Image Filename Optimizer

Optimize image filenames for SEO. Remove camera prefixes, timestamps, and special characters. Add keywords and convert to WebP. Free bulk tool.

Why Image Filenames Matter for SEO

Image filenames are one of the most overlooked on-page SEO factors. Google's image search algorithm explicitly states that descriptive, keyword-rich filenames improve image indexing and search relevance. Uploading "IMG_4821.jpg" tells Google nothing; uploading "expired-domain-checker-tool.jpg" clearly communicates the image's subject. For competitive image search niches, filename optimization can be the deciding factor between ranking and not ranking in Google Images — which drives real traffic for product, tutorial, and informational content.

SEO Filename Conventions

Google's image SEO guidelines recommend: use lowercase letters only (filename.jpg, not Filename.JPG), separate words with hyphens not underscores (word-word.jpg, not word_word.jpg), describe the image content specifically (blue-running-shoes-nike.jpg, not shoes.jpg), include your primary keyword naturally, keep filenames under 50 characters where possible, and avoid generic prefixes like IMG_, DSC, PHOTO, or SCREENSHOT that provide zero context to search engines.

How to Use the Image Filename Optimizer

Paste your original filenames — one per line — into the input. The tool detects and removes camera prefixes (IMG_, DSCF, DSC, etc.), timestamps and date strings (2025-01-15, 20250115, etc.), version suffixes (final, v3, copy, backup), and special characters. It converts underscores and spaces to hyphens and converts everything to lowercase. Optionally enter a target keyword to prepend to all filenames, and toggle WebP extension conversion for modern format adoption. Results show the before/after comparison with a list of issues fixed per file.

Bulk Filename Optimization for E-Commerce

E-commerce sites with thousands of product images benefit enormously from systematic filename optimization. A product image named by its variant SKU (BL-AIR90-RED-10.jpg) is more useful than IMG_4821.jpg — but even better is combining product identity with descriptive terms (nike-air-max-90-red-size-10.jpg). For large catalogues, use the batch input feature to process dozens of filenames at once, then use the "Copy All" function to export the optimized list for bulk file renaming operations.
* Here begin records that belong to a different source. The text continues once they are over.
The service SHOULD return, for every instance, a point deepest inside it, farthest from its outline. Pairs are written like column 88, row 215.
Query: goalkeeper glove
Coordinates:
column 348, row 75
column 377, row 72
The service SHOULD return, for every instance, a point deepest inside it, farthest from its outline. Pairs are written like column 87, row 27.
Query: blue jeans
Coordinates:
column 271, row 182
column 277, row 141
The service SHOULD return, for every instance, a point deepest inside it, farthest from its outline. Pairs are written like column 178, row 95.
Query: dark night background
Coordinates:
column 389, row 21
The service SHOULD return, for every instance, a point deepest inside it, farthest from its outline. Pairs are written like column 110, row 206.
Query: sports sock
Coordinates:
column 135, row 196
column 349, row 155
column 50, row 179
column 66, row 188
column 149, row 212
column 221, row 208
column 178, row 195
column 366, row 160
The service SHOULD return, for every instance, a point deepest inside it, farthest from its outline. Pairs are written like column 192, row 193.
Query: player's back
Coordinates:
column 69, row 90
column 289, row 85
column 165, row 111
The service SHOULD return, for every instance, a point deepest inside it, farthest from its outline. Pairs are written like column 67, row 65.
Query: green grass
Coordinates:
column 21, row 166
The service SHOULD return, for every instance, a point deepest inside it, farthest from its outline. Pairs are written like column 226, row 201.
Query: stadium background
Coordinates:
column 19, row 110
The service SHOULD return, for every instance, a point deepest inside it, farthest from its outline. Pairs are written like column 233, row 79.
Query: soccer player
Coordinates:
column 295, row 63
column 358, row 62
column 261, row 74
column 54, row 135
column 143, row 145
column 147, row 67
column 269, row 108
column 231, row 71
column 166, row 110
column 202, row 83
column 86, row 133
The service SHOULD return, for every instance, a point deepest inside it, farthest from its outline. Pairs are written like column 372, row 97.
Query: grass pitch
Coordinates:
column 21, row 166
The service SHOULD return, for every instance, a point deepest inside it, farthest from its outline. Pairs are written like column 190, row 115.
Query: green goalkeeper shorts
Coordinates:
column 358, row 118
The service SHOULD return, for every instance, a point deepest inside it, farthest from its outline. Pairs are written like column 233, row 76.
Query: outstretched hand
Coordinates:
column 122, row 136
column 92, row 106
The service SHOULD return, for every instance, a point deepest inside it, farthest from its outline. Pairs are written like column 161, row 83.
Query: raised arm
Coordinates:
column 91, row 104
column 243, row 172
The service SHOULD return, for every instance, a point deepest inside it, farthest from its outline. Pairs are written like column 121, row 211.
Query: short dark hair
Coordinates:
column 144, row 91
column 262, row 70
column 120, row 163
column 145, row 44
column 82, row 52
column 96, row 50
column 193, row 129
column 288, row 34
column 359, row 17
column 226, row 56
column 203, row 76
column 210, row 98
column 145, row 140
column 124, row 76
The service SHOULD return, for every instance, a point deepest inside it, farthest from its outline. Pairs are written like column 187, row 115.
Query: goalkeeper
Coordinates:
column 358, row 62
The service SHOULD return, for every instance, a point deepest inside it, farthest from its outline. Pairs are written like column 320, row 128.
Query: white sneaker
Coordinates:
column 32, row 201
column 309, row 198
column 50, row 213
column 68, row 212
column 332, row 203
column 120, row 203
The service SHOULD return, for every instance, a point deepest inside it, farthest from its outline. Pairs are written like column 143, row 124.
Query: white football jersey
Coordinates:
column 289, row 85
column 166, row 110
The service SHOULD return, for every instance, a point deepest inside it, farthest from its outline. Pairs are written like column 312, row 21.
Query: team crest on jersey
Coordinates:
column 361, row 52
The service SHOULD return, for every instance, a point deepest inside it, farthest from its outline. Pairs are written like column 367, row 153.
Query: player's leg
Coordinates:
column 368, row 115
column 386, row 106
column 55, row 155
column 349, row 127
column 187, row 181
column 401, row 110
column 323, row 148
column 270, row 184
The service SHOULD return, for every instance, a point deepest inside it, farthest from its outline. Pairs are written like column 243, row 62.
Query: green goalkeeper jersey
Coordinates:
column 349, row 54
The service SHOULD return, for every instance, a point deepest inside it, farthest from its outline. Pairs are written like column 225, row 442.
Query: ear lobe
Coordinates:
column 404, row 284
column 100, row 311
Renaming Files After Upload

It's important to rename image files BEFORE uploading to your CMS or server. Renaming after upload breaks existing image URLs, causing 404 errors for any page linking to the old image URL, and loses any search equity the old URL had accumulated. If you must rename existing images, implement 301 redirects from old image URLs to new ones, update all src attributes in your content, and resubmit your sitemap to Google Search Console to prompt re-crawling of updated image references.